Week 1
Meeting
Date: May 26, 2026
Attendees:
Summary:
- Discussed the behaviour changes in the CPP reuser compared to the PHP reuser.
- Discussed the testing of the CPP reuser and the benchmarks.
- Discussed how the smart reuse suggestions should work.
- Shaheem suggested moving the Bulk reuse feature from Decider to the reuser.
Progress
Tested the CPP reuser PR #3609. Noted the behaviour changes:
1. Reuse Skips Already-Cleared Files
The C++ reuser now skips applying reuse to files that already have clearing decisions. This prevents reuse data from being re-applied to files that have already been cleared.

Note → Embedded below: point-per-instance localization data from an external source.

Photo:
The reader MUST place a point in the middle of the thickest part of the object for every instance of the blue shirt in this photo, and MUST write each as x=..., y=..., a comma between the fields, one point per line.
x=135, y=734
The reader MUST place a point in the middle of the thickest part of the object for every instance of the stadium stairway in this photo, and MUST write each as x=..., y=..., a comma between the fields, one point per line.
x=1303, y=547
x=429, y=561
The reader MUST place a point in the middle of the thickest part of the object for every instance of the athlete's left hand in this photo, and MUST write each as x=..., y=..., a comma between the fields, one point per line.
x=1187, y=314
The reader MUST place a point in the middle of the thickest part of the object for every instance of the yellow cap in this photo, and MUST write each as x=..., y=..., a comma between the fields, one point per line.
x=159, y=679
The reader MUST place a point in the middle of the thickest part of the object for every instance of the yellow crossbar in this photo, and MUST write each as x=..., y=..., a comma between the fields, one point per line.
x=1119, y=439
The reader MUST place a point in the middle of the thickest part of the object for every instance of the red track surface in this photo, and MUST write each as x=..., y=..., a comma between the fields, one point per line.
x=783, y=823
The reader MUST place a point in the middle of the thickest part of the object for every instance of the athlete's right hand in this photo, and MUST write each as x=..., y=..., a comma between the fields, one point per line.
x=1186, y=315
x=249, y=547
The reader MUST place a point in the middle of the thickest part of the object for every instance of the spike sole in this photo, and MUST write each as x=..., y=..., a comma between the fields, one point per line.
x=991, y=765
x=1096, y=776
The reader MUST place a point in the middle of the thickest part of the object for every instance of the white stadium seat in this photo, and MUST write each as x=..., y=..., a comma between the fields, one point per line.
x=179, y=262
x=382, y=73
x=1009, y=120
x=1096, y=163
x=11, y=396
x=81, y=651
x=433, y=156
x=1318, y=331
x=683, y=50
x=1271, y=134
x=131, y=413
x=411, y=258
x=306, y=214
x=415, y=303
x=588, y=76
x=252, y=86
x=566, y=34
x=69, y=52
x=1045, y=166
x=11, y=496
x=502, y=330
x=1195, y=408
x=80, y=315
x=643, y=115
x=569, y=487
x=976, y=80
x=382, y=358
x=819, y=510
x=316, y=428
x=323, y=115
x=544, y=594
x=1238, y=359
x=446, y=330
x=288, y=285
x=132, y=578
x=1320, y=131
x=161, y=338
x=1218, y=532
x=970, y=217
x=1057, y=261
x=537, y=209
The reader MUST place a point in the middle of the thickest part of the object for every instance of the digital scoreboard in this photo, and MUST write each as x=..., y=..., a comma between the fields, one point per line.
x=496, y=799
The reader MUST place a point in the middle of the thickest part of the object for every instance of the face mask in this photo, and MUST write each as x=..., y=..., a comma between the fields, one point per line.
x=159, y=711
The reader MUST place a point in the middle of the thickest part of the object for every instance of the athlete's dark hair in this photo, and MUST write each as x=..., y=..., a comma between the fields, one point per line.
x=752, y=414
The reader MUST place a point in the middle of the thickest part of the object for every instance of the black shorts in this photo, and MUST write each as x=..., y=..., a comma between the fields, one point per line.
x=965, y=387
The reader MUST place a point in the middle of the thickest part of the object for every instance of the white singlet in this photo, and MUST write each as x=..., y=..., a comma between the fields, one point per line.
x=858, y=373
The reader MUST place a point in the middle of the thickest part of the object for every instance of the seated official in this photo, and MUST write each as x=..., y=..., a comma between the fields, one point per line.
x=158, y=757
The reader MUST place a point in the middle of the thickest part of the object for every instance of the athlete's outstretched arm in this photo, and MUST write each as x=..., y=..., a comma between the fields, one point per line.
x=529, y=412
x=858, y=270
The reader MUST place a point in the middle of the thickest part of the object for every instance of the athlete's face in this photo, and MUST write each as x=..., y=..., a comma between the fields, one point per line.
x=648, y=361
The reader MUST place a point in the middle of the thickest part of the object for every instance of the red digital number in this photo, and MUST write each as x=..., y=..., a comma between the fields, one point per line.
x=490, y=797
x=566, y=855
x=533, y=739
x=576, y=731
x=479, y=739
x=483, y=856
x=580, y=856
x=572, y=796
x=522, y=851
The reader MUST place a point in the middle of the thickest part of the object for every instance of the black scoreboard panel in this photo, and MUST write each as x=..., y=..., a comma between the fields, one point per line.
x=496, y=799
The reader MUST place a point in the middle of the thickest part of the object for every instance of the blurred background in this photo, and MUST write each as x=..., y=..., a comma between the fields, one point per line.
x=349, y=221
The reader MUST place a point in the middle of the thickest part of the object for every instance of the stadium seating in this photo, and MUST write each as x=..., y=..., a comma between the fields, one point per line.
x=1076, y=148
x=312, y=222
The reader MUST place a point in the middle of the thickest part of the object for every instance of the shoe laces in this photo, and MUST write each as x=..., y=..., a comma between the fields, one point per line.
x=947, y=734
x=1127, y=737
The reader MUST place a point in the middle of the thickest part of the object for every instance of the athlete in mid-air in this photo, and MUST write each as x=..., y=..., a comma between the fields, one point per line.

2. Decision Priority Handling
A new getDecisionTypePriority() function has been introduced to determine the effective clearing decision when the same pfile appears in multiple locations with different decision types. This ensures that the most appropriate decision is selected instead of simply using the latest one.
3. Heartbeat Handling
The reuserCopyrights() function currently does not invoke fo_scheduler_heart() for each processed event, whereas the PHP reuser calls $this->heartbeat(1) inside the processing loop. Added fo_scheduler_heart(1) in reuserCopyrights() after each event.
Testing
Refer to PR #3655 for full details.
The C++ reuser was tested against the PHP reuser using the following uploads:
- Source uploads:
linux-6.7.tar.xz,linux-6.9.tar.xz - Target upload:
linux-6.8.tar.xz
Functional Verification
The following reuse modes were tested and behaved as expected, matching the PHP reuser:
REUSE_MAINREUSE_CONFREUSE_ENHANCEDREUSE_COPYRIGHT
Additionally:
- Unit tests pass successfully.
- Debian packaging changes were verified and look good.
Performance Comparison
The same test scenario was executed three times under identical conditions, and the mean elapsed time was recorded:
| Reuser | Mean Elapsed Time |
|---|---|
| PHP Reuser | 00:04:05.325627 |
| C++ Reuser | 00:03:52.083240 |
Improvement: ~13.24 seconds faster than the PHP reuser.